Después de casi cinco años en Roma, hay cosas que se ven con otros ojos: el tráfico intenso, los leves desperfectos en las calles, la distraída limpieza ambiental o la entrañable intimidad del transporte público, por poner algunos ejemplos.
Sin embargo, hay otras que no cambian. Seguimos cayendo en los primeros compases del torneo de fútbol, la Clericus Cup, y seguimos arrasando en el de fútbol-sala, la Amicizia. Este año hemos vuelto a ser medalla de oro, primer puesto en una competición que se nos da de maravilla, quizás porque en ella no resultan tan decisivos la edad y los quilos como el juego de balón y la técnica.
Este curso he podido solo ser espectador del singular periplo del equipo del Colegio Español por este campeonato, porque el físico no ha dado para más. El torneo no ha sido especialmente brillante por nuestra parte, excepto, eso sí, en los momentos decisivos, donde hemos alcanzado un nivel similar al del Barça o el Madrid, tirando por largo, como se dice en mi tierra: al fin y al cabo, nosotros ya tenemos aquí la copa, y ellos todavía la tienen que ganar.
La semifinal fue una de esas jornadas para enmarcar: jugábamos contra el Colegio Ucraniano, que nos había ganado, y casi sacado los colores, en cada enfrentamiento.
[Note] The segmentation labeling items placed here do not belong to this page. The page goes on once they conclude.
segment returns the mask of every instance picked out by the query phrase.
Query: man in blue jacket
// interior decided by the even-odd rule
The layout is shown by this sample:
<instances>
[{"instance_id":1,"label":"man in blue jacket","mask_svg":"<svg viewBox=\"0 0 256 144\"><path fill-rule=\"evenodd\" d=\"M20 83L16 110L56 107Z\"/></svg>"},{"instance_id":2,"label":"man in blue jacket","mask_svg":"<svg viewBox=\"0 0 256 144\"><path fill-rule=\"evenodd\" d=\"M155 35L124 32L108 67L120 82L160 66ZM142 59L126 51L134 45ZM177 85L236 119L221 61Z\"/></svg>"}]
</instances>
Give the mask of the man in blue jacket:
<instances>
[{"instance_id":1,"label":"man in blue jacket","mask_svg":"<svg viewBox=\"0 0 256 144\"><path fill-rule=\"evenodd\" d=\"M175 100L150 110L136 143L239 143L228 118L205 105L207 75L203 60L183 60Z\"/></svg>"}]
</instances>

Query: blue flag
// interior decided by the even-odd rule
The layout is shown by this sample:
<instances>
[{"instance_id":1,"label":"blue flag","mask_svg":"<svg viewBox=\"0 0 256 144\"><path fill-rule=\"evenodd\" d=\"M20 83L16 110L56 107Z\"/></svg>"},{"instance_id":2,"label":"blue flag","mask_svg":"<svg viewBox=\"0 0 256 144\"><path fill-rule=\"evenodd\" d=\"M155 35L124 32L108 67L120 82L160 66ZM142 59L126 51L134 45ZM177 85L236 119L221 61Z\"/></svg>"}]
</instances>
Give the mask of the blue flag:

Pero ahí estaba Juan Azcárate, el chaval del Carrete, mostrando algo que había tenido muy escondido hasta ese día: es un porterazo. 6-3, y los ucranianos eliminados y más mosqueados que un vegano en la Fiesta de la Matanza en Ardales.
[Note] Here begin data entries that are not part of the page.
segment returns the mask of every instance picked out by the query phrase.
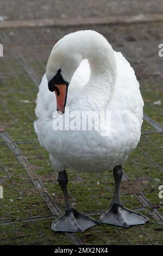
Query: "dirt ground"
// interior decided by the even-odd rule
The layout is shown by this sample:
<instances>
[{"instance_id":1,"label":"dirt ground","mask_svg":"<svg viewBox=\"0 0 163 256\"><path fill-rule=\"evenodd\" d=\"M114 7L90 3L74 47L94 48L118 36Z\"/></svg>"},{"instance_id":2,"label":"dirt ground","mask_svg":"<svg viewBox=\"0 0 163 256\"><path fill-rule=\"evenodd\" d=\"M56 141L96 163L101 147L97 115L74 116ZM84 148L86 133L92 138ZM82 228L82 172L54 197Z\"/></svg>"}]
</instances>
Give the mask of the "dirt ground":
<instances>
[{"instance_id":1,"label":"dirt ground","mask_svg":"<svg viewBox=\"0 0 163 256\"><path fill-rule=\"evenodd\" d=\"M143 13L162 13L161 1L133 1L134 8L129 1L103 1L100 5L93 1L74 1L73 6L71 2L53 1L55 15L99 17L103 13L139 14L140 9ZM54 15L51 1L46 4L39 1L38 10L36 1L14 3L1 2L0 16L12 20ZM12 9L6 8L6 3ZM89 7L86 11L85 6ZM139 79L145 101L144 122L140 143L124 166L122 199L126 207L146 215L151 223L128 230L103 224L84 234L54 234L52 222L64 211L64 204L57 174L34 131L35 99L54 44L68 33L86 29L105 36L130 62ZM0 199L1 245L163 244L163 200L158 197L158 187L163 185L163 57L158 55L162 31L163 23L156 22L1 30L0 43L4 46L4 57L0 58L0 185L4 188L4 198ZM73 205L99 218L112 197L111 172L90 176L70 169L68 175Z\"/></svg>"}]
</instances>

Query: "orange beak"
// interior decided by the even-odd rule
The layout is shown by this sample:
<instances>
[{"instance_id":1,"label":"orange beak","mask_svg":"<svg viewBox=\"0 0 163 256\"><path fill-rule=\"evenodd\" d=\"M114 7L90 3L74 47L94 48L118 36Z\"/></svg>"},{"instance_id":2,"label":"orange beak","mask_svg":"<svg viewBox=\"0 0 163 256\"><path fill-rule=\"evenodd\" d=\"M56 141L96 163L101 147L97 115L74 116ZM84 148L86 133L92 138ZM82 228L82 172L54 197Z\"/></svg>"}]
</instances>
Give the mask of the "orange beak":
<instances>
[{"instance_id":1,"label":"orange beak","mask_svg":"<svg viewBox=\"0 0 163 256\"><path fill-rule=\"evenodd\" d=\"M66 84L55 84L57 111L64 114L66 103L68 86Z\"/></svg>"}]
</instances>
El último partido, es decir, la final, contra el Colegio Croata, ha sido intenso y duro, sobre todo durante la primera parte, en la que nadie ha marcado gol, pero en la que algunos de los nuestros han salido marcados a fuego y pisotón por las huestes adversas.
Comenzó el segundo tiempo, las ideas y el tiqui-taca aparecieron, y llegó la lluvia: Lucas Smiriglia, nuestro Messi particular, también argentino, marcó, junto a Jesús Hurtado y Miguel Ángel Martín, la dupla malagueña, Iván Cote el jerezano jugón, Daniel Juan Tortosa, el valenciano mayor del reino, y Pablo Caballero, murciano de controles mágicos. Seis golazos, alguno particularmente sorprendente incluso para el guardameta contrario, que nos han aupado a lo más alto de esta competición en la que somos ya, por derecho propio, la Bestia Roja. Cada uno de los que han entrado al campo a jugar ha aportado su toque al equipo, y los que, desde fuera, animábamos, procurábamos ser el sexto hombre en todo momento.
Al final, lo que nos queda es, sin duda, el deporte y el tiempo compartidos, el partido a partido y el codo con codo, y, cómo no, una copa y una medalla que nos recuerdan que, además de estudiar todo lo posible, Roma nos hizo un buen equipo. Este año, el mejor.